Note that Kris Verlaenen, jBPM project lead at Red Hat, is also blogging from here, check out his coverage for a different view.
Democratizing Machine Learning with BPM, by Scott Menter and Joby O’Brien of BP Logix
We’re now into the full demo sessions at bpmNEXT, and Scott and Joby are up to talk about they’re making machine learning more accessible to non-data scientists and integrating it into their BPM tool, Process Director. They do this by creating a learner object that pulls in data from an external source, then configure the system to select the predicted data field, the algorithm to use and the input data feature to use for prediction. Their example is whether an employee is at risk for leaving the company (possibly a gentle dig at a bigger company making the same sort of predictions), so select one or more input values from the employee data set such as amount of travel and income. They have some nice visualization tools to use while building the learner object, selecting a couple of input features to see which may be the most interesting in the prediction, then can create the learner object so that it can update forms as data is entered, such as during a performance review. This now allows the output from a fairly sophisticated ML object that is analyzing past data to be used just like any other rule or data source in their BPMS. In general, their tools can be used by someone who knows about data scientists to create learner objects for other people to consume in their processes, but can also be used for those without a lot of data science knowledge to create simple but powerful machine learning predictions on their own.
Leveraging Process Mining to Enable Human and Robot Collaboration, by Michal Rosik of Minit
Michal started with the analysis of an invoice approval process as seen through their process mining tool, but the point of his demo was to perform data mining on UI session recording data, that is, the data collected when a recorder is monitoring a person’s activities to figure out exactly the steps they are taking to perform a task. Unlike a strict RPA training/scripting session, this can use data from users just doing their day-to-day work, filter out the activities that aren’t related to the task, and create a definition of the best RPA path. Or, it can use data from the process when RPA is performing the tasks to see where there are potential problems within the bot’s actions or if the existence of the bot is causing bottlenecks to be shifted to other parts of the process. It can use process variant analysis to look at the differences between the process pre- and post-bot implementation. He also showed their Minit dashboard, being released now, which combines process mining and business intelligence to see a much more predictive environment for business managers.

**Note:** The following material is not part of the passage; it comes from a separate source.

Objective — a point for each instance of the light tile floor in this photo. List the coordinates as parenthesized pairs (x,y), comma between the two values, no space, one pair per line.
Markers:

Process Mining and DTO — How to Derive Business Rules and ROI from the Data, with Massimiliano Delsante and Luca Fontanili of Cognitive Technology
DTO – the digital twin of an organization – is the focus of Massimiliano and Luca’s presentation, and how to get from process mining to DTO for analyzing and governing processes in their myInvenio tool. From their process mining model, they can show a number of visualizations: non-conformant cases within the process, manual steps (not yet automated, showing potential for improvement), steps that are in violation of their SLA, and a dashboard combining activity cost and other performance data with the process mining model. They demonstrated how a reference model would be created using BPMN and DMN to allow conformance checking and simulation, or derive the BPMN model – including branching rules – directly from the discovered process model. They’re using machine learning to discover the correlation from which the branching conditions are determined, but the business user/analyst can override the discovered branching rules to define more precise decision rules and decision tables. This “decision mining” is a unique capability in the process mining world (for now). The analyst can also add manual steps to the discovered process model in BPMN mode, which will update the related analytics and visualizations. Their simulation allows each step to not just be simulated as it is currently, but by specifying potential robot replacements of some of the human operators at an activity, comparing the different scenarios.
As a comment on the latter two process mining sessions, I’m really happy to see process mining moving from a purely post-execution analytical tool to an interactive process health check and prediction tool. I’ve done some presentations in the past in which I suggested that process mining would be a great tool for forward-looking simulations and what-if scenarios, and there’s so much more than can be done in this area.